[EDITORIALS]A new hopeRepresentative Lee Jae-oh has been elected as the Grand National Party’s new floor leader. This may provide an opportunity to end the deadlock between the Uri Party, which revised laws governing private schools, and the Grand National Party, which has boycotted legislative sessions in protest of the revisions. Mr. Lee is known as an outspoken critic of Grand National Chairwoman Park Geun-hye. His election victory indicates the unspoken wish of Grand National Party lawmakers’ that the party return to work.
Boycotting legislative sessions might have been acceptable during military regimes as a means of democratization, but it was never the right path in politics.
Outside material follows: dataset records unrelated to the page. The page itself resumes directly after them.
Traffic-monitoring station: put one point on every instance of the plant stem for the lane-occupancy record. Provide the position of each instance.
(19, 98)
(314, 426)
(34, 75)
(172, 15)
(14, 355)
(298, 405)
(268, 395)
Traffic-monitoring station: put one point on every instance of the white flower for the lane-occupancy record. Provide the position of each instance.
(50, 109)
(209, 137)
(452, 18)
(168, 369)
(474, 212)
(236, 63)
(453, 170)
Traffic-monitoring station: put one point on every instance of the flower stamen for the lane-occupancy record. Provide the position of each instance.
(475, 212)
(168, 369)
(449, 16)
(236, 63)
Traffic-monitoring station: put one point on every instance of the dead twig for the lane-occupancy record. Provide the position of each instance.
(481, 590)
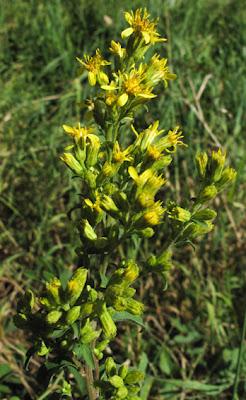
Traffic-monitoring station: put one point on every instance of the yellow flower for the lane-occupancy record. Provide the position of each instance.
(79, 132)
(154, 214)
(141, 26)
(134, 85)
(119, 156)
(158, 70)
(94, 65)
(172, 139)
(117, 49)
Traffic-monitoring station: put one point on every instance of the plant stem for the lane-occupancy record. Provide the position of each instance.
(91, 391)
(236, 382)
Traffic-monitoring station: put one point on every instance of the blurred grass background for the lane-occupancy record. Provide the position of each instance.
(190, 349)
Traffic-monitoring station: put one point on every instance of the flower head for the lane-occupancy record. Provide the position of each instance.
(171, 140)
(117, 49)
(94, 65)
(141, 26)
(159, 71)
(79, 132)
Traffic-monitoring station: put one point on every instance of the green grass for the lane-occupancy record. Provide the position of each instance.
(190, 350)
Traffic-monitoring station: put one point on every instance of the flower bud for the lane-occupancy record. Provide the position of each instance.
(86, 310)
(179, 213)
(72, 315)
(215, 165)
(53, 290)
(87, 230)
(122, 393)
(102, 345)
(123, 371)
(146, 232)
(20, 321)
(201, 163)
(116, 381)
(108, 325)
(120, 199)
(110, 366)
(76, 285)
(131, 271)
(204, 215)
(129, 292)
(108, 205)
(135, 307)
(53, 317)
(92, 149)
(227, 176)
(88, 333)
(208, 193)
(92, 294)
(163, 262)
(134, 376)
(72, 163)
(26, 303)
(41, 348)
(120, 303)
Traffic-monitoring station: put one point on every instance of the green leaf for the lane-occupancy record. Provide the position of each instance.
(146, 387)
(143, 363)
(126, 316)
(4, 370)
(165, 362)
(79, 379)
(84, 352)
(4, 389)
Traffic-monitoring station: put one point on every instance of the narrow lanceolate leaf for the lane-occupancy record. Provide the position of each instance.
(84, 352)
(126, 316)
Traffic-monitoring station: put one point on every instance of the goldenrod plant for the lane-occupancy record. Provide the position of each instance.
(122, 172)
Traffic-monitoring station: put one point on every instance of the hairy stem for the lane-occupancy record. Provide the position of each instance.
(92, 392)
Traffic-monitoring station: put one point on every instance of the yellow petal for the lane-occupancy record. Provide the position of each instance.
(127, 32)
(68, 129)
(122, 99)
(92, 78)
(146, 37)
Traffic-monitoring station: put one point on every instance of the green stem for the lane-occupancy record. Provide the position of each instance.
(91, 391)
(239, 360)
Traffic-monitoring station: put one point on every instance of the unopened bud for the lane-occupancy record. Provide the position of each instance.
(72, 163)
(116, 381)
(42, 349)
(110, 366)
(72, 315)
(76, 285)
(227, 176)
(53, 317)
(131, 271)
(20, 321)
(122, 393)
(53, 290)
(92, 150)
(215, 165)
(135, 307)
(134, 376)
(179, 214)
(26, 303)
(204, 215)
(88, 333)
(208, 193)
(201, 163)
(109, 327)
(87, 230)
(123, 370)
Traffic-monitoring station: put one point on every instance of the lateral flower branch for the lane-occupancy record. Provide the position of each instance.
(77, 320)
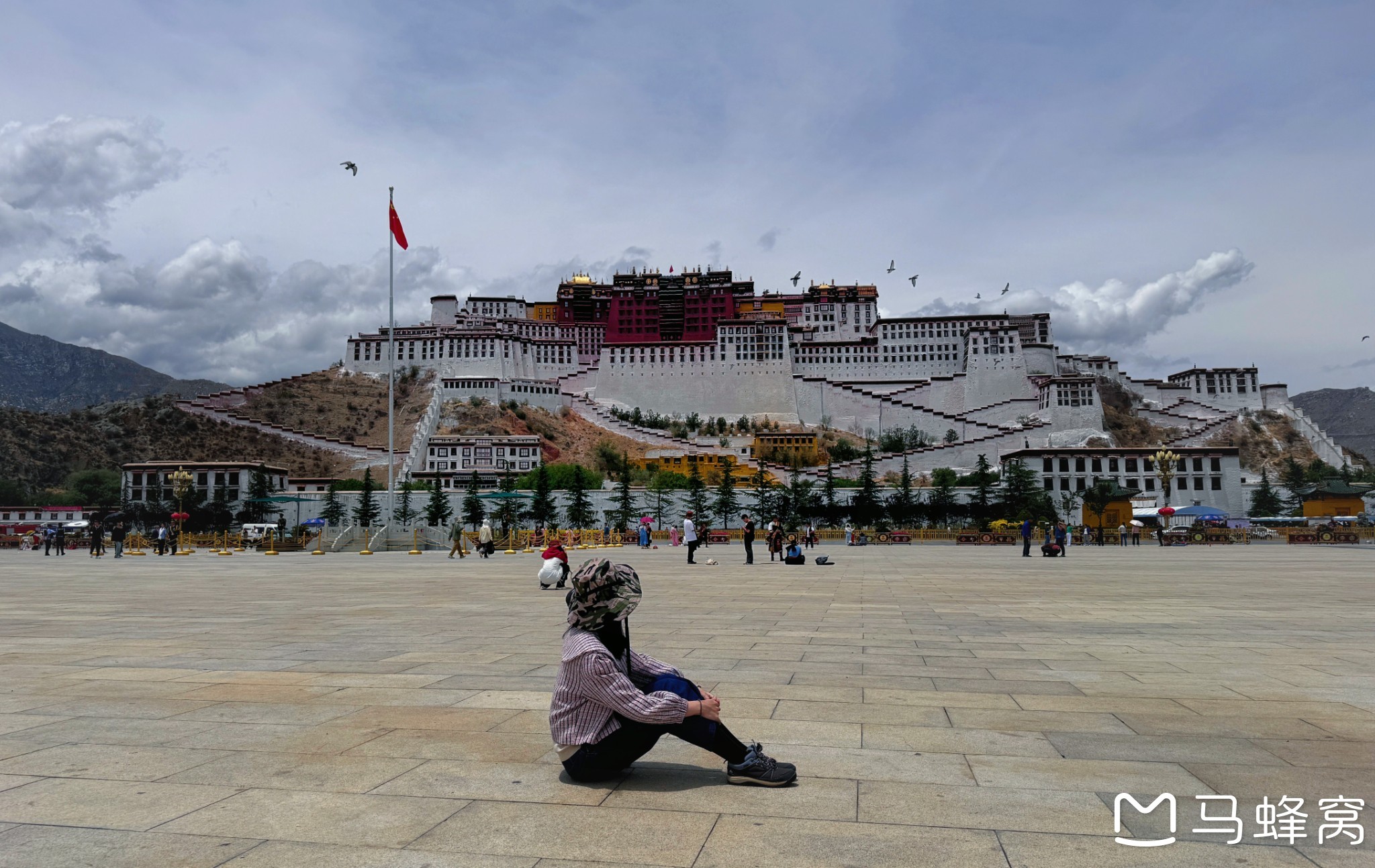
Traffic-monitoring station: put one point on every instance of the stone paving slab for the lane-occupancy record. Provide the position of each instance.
(945, 706)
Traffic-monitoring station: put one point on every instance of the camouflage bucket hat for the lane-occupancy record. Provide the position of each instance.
(603, 593)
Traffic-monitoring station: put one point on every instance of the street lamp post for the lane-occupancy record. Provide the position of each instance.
(182, 486)
(1166, 461)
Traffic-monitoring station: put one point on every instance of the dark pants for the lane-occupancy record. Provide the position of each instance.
(633, 740)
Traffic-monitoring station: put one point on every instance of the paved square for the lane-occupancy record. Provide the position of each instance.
(945, 708)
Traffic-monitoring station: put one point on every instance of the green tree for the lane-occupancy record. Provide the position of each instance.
(1294, 478)
(260, 487)
(509, 511)
(981, 502)
(332, 510)
(473, 508)
(1098, 498)
(800, 498)
(95, 489)
(542, 508)
(1022, 495)
(829, 507)
(864, 507)
(1266, 499)
(579, 511)
(942, 501)
(659, 495)
(367, 512)
(765, 502)
(698, 491)
(624, 512)
(726, 504)
(902, 505)
(438, 510)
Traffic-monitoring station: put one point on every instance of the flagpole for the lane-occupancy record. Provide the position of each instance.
(391, 356)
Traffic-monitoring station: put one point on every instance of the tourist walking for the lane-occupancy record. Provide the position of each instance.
(691, 536)
(612, 704)
(117, 536)
(484, 538)
(455, 534)
(750, 538)
(775, 540)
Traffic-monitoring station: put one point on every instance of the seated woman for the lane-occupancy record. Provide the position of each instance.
(611, 705)
(555, 553)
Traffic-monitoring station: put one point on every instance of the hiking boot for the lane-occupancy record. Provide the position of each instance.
(761, 769)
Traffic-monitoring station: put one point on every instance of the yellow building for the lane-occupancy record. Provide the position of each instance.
(1334, 498)
(787, 447)
(708, 464)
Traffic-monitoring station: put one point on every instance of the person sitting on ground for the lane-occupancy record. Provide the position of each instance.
(611, 704)
(555, 557)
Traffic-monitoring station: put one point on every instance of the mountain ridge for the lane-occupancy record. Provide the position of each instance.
(48, 376)
(1347, 414)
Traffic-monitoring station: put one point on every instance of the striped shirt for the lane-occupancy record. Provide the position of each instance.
(591, 689)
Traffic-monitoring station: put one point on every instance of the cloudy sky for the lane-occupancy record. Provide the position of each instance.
(1179, 183)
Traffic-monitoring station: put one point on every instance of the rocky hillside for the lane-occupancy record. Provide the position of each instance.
(1347, 414)
(46, 375)
(42, 449)
(336, 403)
(564, 436)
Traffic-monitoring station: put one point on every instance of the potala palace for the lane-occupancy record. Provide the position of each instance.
(703, 342)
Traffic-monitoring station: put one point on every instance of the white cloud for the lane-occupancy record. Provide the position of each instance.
(1115, 316)
(83, 164)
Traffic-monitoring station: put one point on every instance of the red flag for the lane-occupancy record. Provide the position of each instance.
(396, 228)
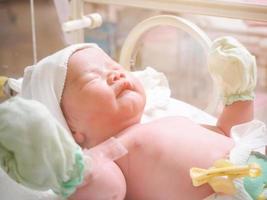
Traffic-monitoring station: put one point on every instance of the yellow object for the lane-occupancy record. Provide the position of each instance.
(3, 80)
(220, 177)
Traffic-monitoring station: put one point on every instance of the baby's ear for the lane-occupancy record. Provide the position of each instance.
(79, 137)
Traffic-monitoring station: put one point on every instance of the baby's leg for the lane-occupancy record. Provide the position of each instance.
(237, 113)
(108, 183)
(234, 72)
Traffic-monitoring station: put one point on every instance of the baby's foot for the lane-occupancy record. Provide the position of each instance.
(233, 69)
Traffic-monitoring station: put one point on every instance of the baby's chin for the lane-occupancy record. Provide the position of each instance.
(131, 103)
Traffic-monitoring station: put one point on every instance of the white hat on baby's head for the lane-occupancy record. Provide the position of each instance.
(44, 81)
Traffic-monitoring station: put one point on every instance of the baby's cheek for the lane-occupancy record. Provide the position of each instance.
(108, 183)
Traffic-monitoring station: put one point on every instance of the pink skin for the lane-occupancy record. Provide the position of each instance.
(101, 100)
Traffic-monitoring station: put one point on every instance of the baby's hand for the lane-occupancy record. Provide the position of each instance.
(233, 69)
(103, 178)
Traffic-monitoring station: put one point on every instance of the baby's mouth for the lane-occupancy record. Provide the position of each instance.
(121, 86)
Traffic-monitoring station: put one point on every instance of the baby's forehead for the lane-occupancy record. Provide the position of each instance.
(93, 56)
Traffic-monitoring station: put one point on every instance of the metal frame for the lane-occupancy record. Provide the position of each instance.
(220, 8)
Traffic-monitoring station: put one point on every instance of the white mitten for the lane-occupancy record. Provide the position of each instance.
(233, 69)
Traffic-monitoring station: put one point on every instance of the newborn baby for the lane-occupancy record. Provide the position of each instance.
(101, 100)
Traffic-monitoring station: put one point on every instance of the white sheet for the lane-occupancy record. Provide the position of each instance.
(159, 104)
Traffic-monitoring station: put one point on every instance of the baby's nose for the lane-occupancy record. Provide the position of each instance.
(114, 76)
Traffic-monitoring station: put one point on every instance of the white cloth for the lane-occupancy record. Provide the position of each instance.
(248, 137)
(233, 69)
(44, 81)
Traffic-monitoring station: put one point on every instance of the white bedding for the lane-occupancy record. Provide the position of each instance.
(159, 104)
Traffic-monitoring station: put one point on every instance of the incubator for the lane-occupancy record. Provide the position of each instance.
(171, 36)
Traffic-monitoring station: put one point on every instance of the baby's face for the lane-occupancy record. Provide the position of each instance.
(100, 98)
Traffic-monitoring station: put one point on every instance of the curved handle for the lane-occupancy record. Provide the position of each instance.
(128, 51)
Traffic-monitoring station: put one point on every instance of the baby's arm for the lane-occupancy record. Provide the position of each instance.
(103, 178)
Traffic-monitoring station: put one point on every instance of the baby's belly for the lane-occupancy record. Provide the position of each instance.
(158, 167)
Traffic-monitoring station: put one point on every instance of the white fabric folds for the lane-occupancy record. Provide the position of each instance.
(44, 81)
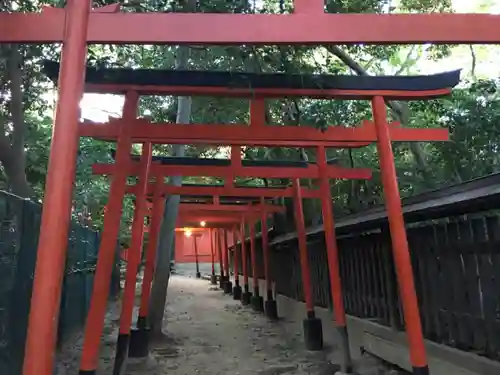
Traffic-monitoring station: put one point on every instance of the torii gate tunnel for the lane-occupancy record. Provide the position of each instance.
(78, 24)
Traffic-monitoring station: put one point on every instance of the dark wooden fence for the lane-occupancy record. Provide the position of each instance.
(455, 252)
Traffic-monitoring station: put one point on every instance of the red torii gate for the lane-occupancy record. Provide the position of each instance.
(77, 25)
(230, 169)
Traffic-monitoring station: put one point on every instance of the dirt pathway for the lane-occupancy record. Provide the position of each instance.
(209, 333)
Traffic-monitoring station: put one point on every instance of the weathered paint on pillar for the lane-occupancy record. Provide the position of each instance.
(53, 242)
(105, 261)
(399, 239)
(333, 259)
(304, 260)
(154, 233)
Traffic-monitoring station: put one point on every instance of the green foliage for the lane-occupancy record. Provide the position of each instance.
(472, 113)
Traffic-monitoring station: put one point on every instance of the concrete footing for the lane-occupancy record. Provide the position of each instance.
(257, 303)
(313, 333)
(139, 343)
(246, 295)
(213, 279)
(222, 281)
(228, 287)
(245, 298)
(121, 355)
(237, 292)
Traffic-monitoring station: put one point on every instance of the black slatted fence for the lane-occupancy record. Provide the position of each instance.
(19, 228)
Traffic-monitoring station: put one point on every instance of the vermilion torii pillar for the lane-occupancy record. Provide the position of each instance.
(313, 331)
(133, 262)
(228, 285)
(256, 301)
(100, 293)
(70, 26)
(139, 337)
(271, 307)
(237, 286)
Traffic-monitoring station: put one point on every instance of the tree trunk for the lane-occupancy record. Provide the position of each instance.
(166, 242)
(400, 111)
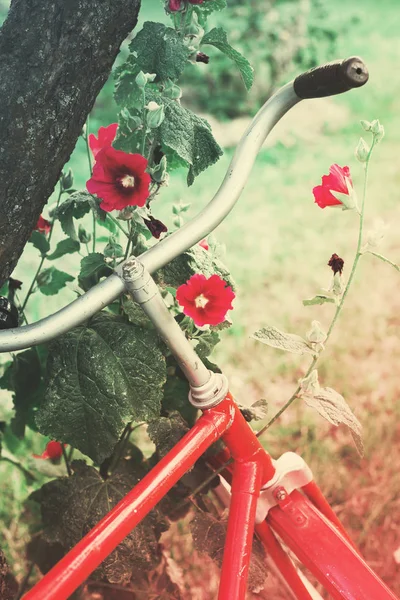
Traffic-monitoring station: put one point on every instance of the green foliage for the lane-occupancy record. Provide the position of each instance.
(101, 376)
(50, 281)
(207, 8)
(71, 506)
(67, 246)
(74, 207)
(23, 376)
(40, 242)
(217, 37)
(279, 39)
(159, 49)
(189, 138)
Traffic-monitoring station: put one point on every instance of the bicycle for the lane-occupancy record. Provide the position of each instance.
(276, 499)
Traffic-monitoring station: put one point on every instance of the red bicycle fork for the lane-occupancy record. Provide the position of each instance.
(252, 469)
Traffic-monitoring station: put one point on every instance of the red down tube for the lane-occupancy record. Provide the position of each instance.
(85, 557)
(325, 552)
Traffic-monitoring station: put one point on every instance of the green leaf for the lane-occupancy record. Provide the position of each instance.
(176, 398)
(50, 281)
(75, 206)
(319, 299)
(185, 138)
(160, 50)
(93, 264)
(206, 343)
(39, 242)
(71, 506)
(24, 378)
(256, 412)
(217, 37)
(67, 246)
(334, 408)
(113, 249)
(271, 336)
(195, 260)
(100, 377)
(204, 10)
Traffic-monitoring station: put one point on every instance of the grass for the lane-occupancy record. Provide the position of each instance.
(278, 243)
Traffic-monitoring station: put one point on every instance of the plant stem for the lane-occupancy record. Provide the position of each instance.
(144, 123)
(43, 256)
(296, 393)
(381, 257)
(25, 581)
(65, 457)
(86, 138)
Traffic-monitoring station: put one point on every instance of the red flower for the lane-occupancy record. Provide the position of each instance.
(119, 179)
(106, 136)
(43, 226)
(53, 451)
(204, 244)
(338, 180)
(174, 5)
(206, 301)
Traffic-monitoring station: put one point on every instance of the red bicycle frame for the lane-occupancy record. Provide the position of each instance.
(311, 535)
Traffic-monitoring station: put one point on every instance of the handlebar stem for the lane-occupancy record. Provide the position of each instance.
(84, 307)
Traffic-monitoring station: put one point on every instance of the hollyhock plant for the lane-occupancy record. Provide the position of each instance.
(53, 451)
(43, 226)
(205, 300)
(155, 226)
(106, 136)
(119, 179)
(336, 189)
(204, 244)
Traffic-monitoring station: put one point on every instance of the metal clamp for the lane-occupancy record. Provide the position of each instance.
(292, 473)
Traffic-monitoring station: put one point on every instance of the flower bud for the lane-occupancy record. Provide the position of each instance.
(378, 130)
(316, 335)
(155, 115)
(67, 180)
(83, 235)
(159, 172)
(310, 385)
(338, 285)
(362, 151)
(366, 125)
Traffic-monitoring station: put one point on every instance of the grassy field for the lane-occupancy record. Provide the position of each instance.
(278, 243)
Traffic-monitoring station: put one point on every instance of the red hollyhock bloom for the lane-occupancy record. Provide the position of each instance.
(206, 301)
(43, 226)
(119, 179)
(334, 182)
(53, 451)
(106, 136)
(204, 244)
(174, 5)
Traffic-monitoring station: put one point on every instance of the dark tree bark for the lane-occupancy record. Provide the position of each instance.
(55, 56)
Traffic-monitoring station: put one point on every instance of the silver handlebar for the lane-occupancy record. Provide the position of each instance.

Although the Uri Party pushed for the private school law and the Grand Nationals believe the law is bad, the opposition party should have protested inside the National Assembly. The lawmakers should have negotiated and worked to revise the law again while telling the public what they thought was wrong with it.
At this point, a number of important issues such as confirmation hearings for new ministers and the National Assembly investigation into scientist Hwang Woo-suk are mounting. Now is not the time for politicians to waste too much energy on the private school law.
“I will prepare a new revision proposal for the private school law, which the governing party has no choice but to negotiate over,” Mr. Lee said. We have high hopes for his promise.
The Uri Party should also cooperate to normalize operations of the legislature. It must abandon the stubborn attitude that it will never yield. It should show willingness to talk with the Grand Nationals to make revisions on clauses that were protested. Such an attitude will end the standstill. The Uri Party must stop arguing that it cannot yield because it will lose support. It provided the cause of the Grand Nationals’ boycott. The Uri Party is primarily responsible for breaking the deadlock.
Without negotiation and compromise, parliamentarianism cannot work. How can the governing party possibly hold confirmation hearings and carry out National Assembly inspections without the opposition party?
The Uri Party is scheduled to elect its new floor leader on Jan. 24. There is enough justification for the two new floor leaders to meet. We hope the Uri and Grand National parties will begin negotiations, taking the opportunity to restart legislative work.